The situation is about to get worse: 19% of the UK population is over 65.3 In Northern Ireland the number of people over 65 more than doubled between the censuses in 2011 and 2021.4 Projections show that each person will need an average of 10 years of social care.5 The UK has only 3.2 “working age” adults (ages 16-64) to each older person6—but only 76% of working age adults are in employment,7 and income tax alone will never cover social care.


We must, then, focus on prevention. The need for social care is not inevitable. Ageing does not have to be associated with a loss of fitness.8 Exercise and strength training can restore muscle and balance and are proved to reduce the impact of falls and fractures. “Use it or lose it” is an apposite motto.

The UK’s chief medical officers recommend that every adult embarks on physical activity for 150 minutes a week and does strength training twice a week.9 For frail older adults they suggest activities such as climbing stairs. Japan, with 2.0 “working age” adults to each older adult, recommends 30 minutes of daily brisk walking plus strengthening exercises for all middle aged and older people, to prevent “locomotive syndrome”—reduced mobility (and independence) owing to impairment of locomotive ability.10

The NHS is on an emergency footing, and prevention is key to relieving some of the pressures it faces in the long term. So, how do we encourage people to become more active? Unless their clinician promotes the benefits of keeping active, each patient tends to think that they are the exception. Deconditioning is reversible, but this requires initiatives such as #EndPJParalysis.11 In some cases, the stairlift that allows someone to be discharged from hospital should be seen as only temporary. We should all watch the “one minute consultation” videos about increasing exercise at Every one of the 1.5 million NHS staff—including clinical, non-registered clinical, managerial, administrative, and estates—should undergo “making every contact count” training.

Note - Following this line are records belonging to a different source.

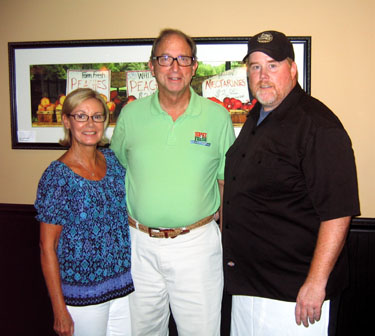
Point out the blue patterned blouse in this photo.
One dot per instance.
(94, 245)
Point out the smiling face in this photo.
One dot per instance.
(174, 79)
(270, 81)
(87, 133)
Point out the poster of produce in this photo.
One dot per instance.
(39, 80)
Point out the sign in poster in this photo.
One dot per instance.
(231, 83)
(99, 80)
(140, 83)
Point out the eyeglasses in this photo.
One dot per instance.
(81, 117)
(165, 60)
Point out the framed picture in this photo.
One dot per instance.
(42, 73)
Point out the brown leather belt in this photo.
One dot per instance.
(168, 232)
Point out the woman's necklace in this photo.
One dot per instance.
(89, 171)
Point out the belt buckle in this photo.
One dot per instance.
(153, 232)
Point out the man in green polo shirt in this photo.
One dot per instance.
(173, 146)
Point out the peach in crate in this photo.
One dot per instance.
(45, 116)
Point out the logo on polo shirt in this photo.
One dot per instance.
(200, 138)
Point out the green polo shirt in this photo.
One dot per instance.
(172, 166)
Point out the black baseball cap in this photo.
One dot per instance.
(272, 43)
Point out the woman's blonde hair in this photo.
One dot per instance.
(72, 100)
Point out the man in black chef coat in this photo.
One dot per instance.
(290, 192)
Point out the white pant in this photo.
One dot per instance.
(184, 272)
(111, 318)
(254, 316)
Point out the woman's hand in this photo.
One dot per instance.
(63, 324)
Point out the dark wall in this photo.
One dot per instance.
(27, 310)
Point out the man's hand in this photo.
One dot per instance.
(309, 304)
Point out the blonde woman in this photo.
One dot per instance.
(84, 234)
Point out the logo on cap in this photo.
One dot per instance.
(265, 38)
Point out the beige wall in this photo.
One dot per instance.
(343, 53)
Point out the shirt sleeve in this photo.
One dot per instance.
(52, 200)
(118, 139)
(330, 173)
(227, 139)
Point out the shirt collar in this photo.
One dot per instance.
(193, 109)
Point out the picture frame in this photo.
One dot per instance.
(30, 61)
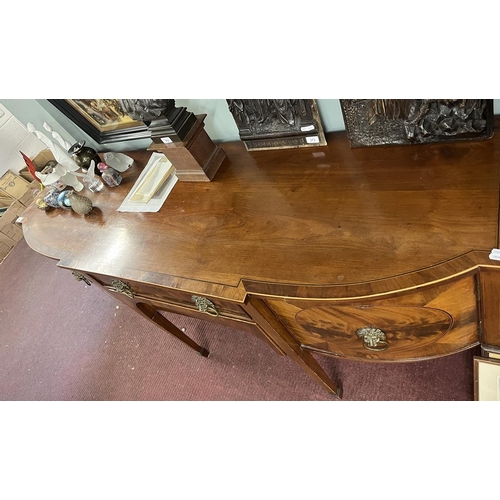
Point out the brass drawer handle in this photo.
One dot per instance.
(121, 287)
(205, 305)
(80, 277)
(373, 338)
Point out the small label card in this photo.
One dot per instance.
(312, 140)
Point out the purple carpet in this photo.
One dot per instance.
(62, 340)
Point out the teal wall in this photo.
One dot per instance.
(219, 122)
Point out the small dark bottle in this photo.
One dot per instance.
(109, 175)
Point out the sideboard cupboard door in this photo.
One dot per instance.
(432, 321)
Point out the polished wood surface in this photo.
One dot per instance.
(327, 215)
(326, 225)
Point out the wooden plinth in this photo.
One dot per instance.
(197, 158)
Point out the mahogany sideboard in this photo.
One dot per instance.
(377, 254)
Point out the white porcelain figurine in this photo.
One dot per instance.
(66, 168)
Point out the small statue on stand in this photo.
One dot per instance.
(180, 136)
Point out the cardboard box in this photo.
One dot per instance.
(6, 245)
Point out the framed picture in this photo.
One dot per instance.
(102, 119)
(486, 379)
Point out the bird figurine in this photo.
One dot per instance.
(80, 204)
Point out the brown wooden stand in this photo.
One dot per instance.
(196, 158)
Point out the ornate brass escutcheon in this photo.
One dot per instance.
(80, 277)
(205, 305)
(373, 338)
(121, 287)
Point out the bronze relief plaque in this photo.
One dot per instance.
(381, 122)
(277, 123)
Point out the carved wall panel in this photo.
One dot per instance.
(378, 122)
(277, 123)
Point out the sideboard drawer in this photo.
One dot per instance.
(168, 296)
(431, 322)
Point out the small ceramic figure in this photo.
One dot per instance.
(66, 167)
(109, 175)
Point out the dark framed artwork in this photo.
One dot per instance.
(277, 123)
(102, 119)
(382, 122)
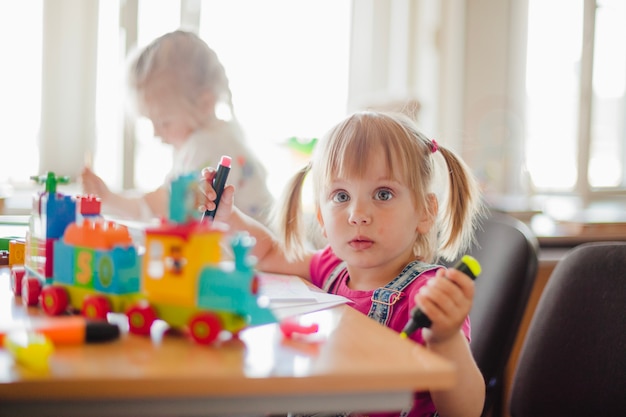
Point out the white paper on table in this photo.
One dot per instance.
(289, 295)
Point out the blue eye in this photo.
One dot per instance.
(384, 194)
(340, 197)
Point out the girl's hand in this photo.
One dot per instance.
(225, 208)
(93, 184)
(446, 300)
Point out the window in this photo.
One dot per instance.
(289, 77)
(20, 87)
(576, 97)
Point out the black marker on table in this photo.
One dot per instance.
(467, 265)
(219, 182)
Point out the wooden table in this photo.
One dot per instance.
(351, 363)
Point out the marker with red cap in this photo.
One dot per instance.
(65, 330)
(219, 182)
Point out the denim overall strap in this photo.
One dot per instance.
(385, 297)
(339, 269)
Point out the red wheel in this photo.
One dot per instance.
(54, 300)
(31, 289)
(205, 327)
(254, 286)
(95, 307)
(140, 319)
(17, 274)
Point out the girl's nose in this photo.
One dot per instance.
(359, 216)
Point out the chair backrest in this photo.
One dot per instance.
(507, 251)
(573, 360)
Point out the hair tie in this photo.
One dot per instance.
(433, 145)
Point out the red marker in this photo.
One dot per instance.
(65, 330)
(219, 182)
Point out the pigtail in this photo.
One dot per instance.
(463, 208)
(288, 217)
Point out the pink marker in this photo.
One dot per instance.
(219, 182)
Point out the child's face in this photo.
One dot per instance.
(171, 116)
(372, 221)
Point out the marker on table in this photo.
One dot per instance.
(66, 330)
(467, 265)
(219, 182)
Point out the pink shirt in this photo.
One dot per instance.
(323, 263)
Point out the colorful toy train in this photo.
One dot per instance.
(75, 260)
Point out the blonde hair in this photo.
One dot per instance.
(182, 55)
(412, 159)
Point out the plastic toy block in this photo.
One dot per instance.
(183, 199)
(97, 234)
(89, 205)
(51, 181)
(58, 211)
(16, 252)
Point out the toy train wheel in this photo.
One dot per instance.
(54, 300)
(255, 284)
(31, 290)
(205, 327)
(140, 319)
(95, 307)
(17, 274)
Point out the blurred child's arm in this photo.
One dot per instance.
(144, 207)
(447, 300)
(267, 250)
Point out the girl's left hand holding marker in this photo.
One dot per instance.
(447, 301)
(226, 202)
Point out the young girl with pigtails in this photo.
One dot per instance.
(390, 203)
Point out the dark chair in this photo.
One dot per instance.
(507, 251)
(573, 360)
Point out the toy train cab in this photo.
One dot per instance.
(96, 270)
(187, 283)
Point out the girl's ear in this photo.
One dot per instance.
(428, 214)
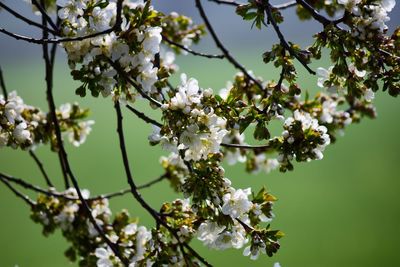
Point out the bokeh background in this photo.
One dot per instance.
(341, 211)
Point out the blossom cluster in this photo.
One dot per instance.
(131, 51)
(197, 131)
(23, 126)
(64, 212)
(368, 17)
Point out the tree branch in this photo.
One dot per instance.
(266, 146)
(143, 116)
(46, 16)
(62, 153)
(282, 39)
(17, 193)
(134, 188)
(3, 85)
(225, 51)
(28, 21)
(122, 73)
(165, 38)
(41, 167)
(53, 193)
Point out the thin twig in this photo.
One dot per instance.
(50, 192)
(236, 4)
(122, 73)
(314, 13)
(285, 5)
(144, 117)
(46, 16)
(41, 167)
(3, 85)
(282, 39)
(134, 189)
(166, 39)
(226, 2)
(17, 193)
(219, 44)
(23, 18)
(63, 153)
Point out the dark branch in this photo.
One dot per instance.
(165, 38)
(144, 117)
(282, 39)
(129, 176)
(41, 167)
(286, 5)
(17, 193)
(267, 146)
(3, 85)
(225, 51)
(236, 4)
(134, 189)
(318, 17)
(122, 73)
(53, 193)
(28, 21)
(225, 2)
(46, 16)
(63, 154)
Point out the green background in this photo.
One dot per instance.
(341, 211)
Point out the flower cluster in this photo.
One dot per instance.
(197, 131)
(133, 47)
(368, 17)
(303, 139)
(118, 51)
(23, 126)
(65, 210)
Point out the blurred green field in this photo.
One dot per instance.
(341, 211)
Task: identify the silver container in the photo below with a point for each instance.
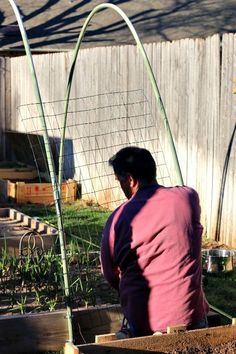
(218, 260)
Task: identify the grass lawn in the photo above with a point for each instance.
(83, 227)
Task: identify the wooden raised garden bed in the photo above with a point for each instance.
(17, 171)
(48, 331)
(37, 193)
(19, 231)
(218, 340)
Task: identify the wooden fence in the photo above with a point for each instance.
(114, 105)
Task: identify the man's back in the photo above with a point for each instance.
(155, 240)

Clinicians should lead with simple messages. The main work in spreading the message needs to be done by the public, media, families, communities, and decision makers. The BMA urges “anchor institutions,” such as the NHS, to change environments and cultures to permit “living well” at any age,12 and “social prescribing” may help. Being active and mobile is linked to social connectedness or “aspirational ageing.”13 This requires green space, safe outdoor environments, age friendly public transport networks, cycle lanes, and cycle parking for staff and visitors to maximise the benefits that electric cycles can have for middle aged or disabled people.14

Big changes are possible, since 47% of over 65s do no exercise at all.15 Doing squats means that, when you break your arm, you won’t need a carer and hoist to get out of bed. Exercise can be a miracle cure for social care as well as for health.16


  • Competing interests: None.

  • Provenance and peer review: Commissioned; not peer reviewed.